0-18%, alkali oxides 12 to 25%, B ₂ O ₃ 5-20%, and P ₂ O ₅ a step of mixing about 5 to 30 wt% binder mixture comprising 1-8% And (b) forming the mixture into an unfired composite body, (c) firing the unfired composite body in a temperature range of 700 to 1,100 ° C. to form a polishing tool, A method of making an abrasive tool, characterized in that the abrasive tool has an increase in breaking stress of at least 30% compared to a comparative abrasive tool made with a vitrified binder containing less than 1 mol% P ₂ O ₅ . 22. The method of claim 21, wherein the green composite is fired at a temperature of less than about 950 ° C. 23. The method of claim 21, wherein the polishing tool is selected from the group consisting of a grinding wheel, a grinding wheel, and a polishing horn. 24. The method according to claim 21, wherein the step of firing is performed in an oxidizing atmosphere. 25. The polishing tool is a micro-polishing superfinishing tool.

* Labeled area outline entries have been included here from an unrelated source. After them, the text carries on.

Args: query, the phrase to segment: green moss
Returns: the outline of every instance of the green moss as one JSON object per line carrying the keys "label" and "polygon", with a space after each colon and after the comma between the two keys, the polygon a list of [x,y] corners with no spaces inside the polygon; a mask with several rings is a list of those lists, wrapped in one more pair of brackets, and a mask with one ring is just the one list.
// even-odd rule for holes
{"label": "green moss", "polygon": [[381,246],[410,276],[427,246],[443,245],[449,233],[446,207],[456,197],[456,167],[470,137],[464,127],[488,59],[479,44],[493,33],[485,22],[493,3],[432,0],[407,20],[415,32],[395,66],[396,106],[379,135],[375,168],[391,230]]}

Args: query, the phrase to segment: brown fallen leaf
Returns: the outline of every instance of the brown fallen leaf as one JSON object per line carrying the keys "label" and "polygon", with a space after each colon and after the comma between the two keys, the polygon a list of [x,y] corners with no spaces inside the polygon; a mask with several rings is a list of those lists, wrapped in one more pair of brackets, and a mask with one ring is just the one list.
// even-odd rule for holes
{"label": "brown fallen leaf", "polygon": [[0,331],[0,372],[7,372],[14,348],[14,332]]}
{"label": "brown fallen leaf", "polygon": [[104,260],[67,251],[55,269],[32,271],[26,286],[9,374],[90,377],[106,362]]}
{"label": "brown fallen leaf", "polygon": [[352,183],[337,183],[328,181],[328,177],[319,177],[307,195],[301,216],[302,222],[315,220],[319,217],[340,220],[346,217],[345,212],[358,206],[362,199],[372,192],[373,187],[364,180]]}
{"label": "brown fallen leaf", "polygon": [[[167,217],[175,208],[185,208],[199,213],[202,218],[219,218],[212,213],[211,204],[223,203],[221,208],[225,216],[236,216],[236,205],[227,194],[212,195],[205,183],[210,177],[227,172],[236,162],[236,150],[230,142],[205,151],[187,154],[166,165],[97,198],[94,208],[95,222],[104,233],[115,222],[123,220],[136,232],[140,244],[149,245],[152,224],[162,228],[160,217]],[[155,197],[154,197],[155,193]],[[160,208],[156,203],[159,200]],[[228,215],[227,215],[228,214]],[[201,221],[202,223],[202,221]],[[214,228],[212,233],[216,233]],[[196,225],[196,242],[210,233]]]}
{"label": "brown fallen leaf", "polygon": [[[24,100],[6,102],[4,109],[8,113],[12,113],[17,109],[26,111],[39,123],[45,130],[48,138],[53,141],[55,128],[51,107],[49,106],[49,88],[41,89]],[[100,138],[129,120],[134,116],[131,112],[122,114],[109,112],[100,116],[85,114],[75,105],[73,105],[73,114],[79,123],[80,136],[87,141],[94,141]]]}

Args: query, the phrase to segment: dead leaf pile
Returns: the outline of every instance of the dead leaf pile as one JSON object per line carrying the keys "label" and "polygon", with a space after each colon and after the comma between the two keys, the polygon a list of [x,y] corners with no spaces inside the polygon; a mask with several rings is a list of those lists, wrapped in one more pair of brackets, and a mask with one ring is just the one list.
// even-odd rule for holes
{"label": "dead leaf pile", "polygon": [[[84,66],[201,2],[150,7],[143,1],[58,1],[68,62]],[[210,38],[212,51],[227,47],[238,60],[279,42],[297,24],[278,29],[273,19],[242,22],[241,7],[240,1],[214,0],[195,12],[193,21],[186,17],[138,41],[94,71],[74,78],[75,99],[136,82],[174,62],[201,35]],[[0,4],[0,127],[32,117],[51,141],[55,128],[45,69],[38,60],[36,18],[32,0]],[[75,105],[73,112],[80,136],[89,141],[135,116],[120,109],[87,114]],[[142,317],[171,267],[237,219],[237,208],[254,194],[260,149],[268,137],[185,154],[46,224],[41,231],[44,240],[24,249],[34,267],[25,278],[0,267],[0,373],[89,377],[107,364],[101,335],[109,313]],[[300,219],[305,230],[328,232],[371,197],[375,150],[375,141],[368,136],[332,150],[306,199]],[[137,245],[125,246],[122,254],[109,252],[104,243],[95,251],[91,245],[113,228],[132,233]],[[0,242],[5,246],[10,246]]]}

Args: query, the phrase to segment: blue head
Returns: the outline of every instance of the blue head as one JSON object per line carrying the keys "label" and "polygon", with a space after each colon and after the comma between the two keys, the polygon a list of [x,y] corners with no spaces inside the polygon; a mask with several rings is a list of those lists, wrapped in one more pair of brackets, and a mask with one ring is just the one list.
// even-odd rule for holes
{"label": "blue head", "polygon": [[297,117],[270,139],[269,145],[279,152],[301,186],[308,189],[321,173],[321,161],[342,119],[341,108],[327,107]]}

The method according to 3. 26. The polishing tool of claim 4, wherein the vitrified binder comprises an alkali oxide having a sodium: lithium: potassium ratio of 1: 1: 1 to 2: 1: 1. 27. The polishing tool of claim 13, wherein the vitrified binder comprises an alkali oxide having a sodium: lithium: potassium ratio of 1: 1: 1 to 2: 1: 1.